Loading data into a Pandas DataFrame - a performance study
Because doing machine learning implies trying many options and algorithms with different parameters, from data cleaning to model validation, the Python programmers will often load a full dataset into a Pandas dataframe, without actually modifying the stored data. This loading part might seem relatively long sometimes… In this post, we look at different options regarding the storage, in terms of elapsed time and disk space.
We are going to measure the loading time of a small- to medium-size table stored in different formats, either in a file (CSV file, Feather, Parquet or HDF5) or in a database (Microsoft SQL Server).
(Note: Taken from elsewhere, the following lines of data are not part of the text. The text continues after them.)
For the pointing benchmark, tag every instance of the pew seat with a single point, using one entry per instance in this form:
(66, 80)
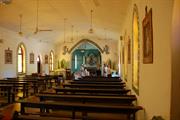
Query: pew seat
(128, 110)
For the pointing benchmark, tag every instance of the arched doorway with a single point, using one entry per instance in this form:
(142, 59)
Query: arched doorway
(87, 54)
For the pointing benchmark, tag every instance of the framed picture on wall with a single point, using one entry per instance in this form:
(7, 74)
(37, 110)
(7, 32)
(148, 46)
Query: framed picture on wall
(129, 50)
(147, 38)
(46, 59)
(31, 61)
(8, 56)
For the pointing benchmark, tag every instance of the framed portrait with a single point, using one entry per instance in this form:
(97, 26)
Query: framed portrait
(147, 38)
(46, 59)
(31, 61)
(8, 56)
(129, 50)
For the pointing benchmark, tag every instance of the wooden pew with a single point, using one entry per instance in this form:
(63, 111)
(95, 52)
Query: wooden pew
(99, 80)
(17, 85)
(96, 86)
(92, 82)
(91, 91)
(84, 108)
(123, 99)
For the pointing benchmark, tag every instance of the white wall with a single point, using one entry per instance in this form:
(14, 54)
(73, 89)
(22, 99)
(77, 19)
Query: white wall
(154, 79)
(11, 41)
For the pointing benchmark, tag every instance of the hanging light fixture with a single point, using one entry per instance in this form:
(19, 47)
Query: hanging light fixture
(91, 25)
(20, 25)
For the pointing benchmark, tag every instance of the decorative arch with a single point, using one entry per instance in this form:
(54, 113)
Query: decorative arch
(21, 58)
(83, 41)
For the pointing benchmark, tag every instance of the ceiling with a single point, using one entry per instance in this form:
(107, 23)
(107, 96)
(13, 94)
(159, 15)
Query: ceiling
(108, 17)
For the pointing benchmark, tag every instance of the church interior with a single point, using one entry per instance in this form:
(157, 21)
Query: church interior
(89, 59)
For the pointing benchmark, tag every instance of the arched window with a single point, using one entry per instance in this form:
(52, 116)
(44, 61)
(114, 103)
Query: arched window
(51, 61)
(21, 59)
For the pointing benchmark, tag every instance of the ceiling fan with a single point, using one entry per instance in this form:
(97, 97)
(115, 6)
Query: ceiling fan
(37, 22)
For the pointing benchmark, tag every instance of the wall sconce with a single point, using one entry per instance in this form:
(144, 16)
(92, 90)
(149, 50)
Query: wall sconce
(65, 50)
(106, 49)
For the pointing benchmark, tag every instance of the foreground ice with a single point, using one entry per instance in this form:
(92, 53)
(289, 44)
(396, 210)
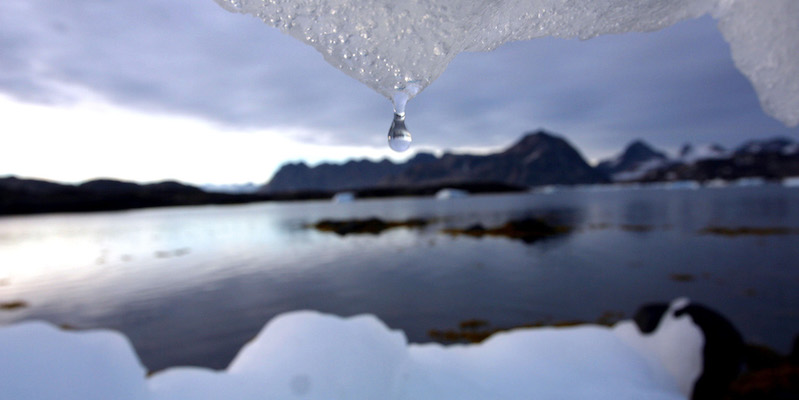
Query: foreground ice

For the file storage formats (as opposed to DB storage, even if DB stores data in files…), we also look at file size on disk.
Measurements are going to be performed for different tables lengths, table widths and “data entropy” (number of unique values per columns).
This performance study is inspired by this great post Extreme IO performance with parallel Apache Parquet in Python by Wes McKinney.
Introduction
Let’s start by giving the complete list of the storage formats evaluated in the present post, describing the hardware and software environment, as well as the fake data set.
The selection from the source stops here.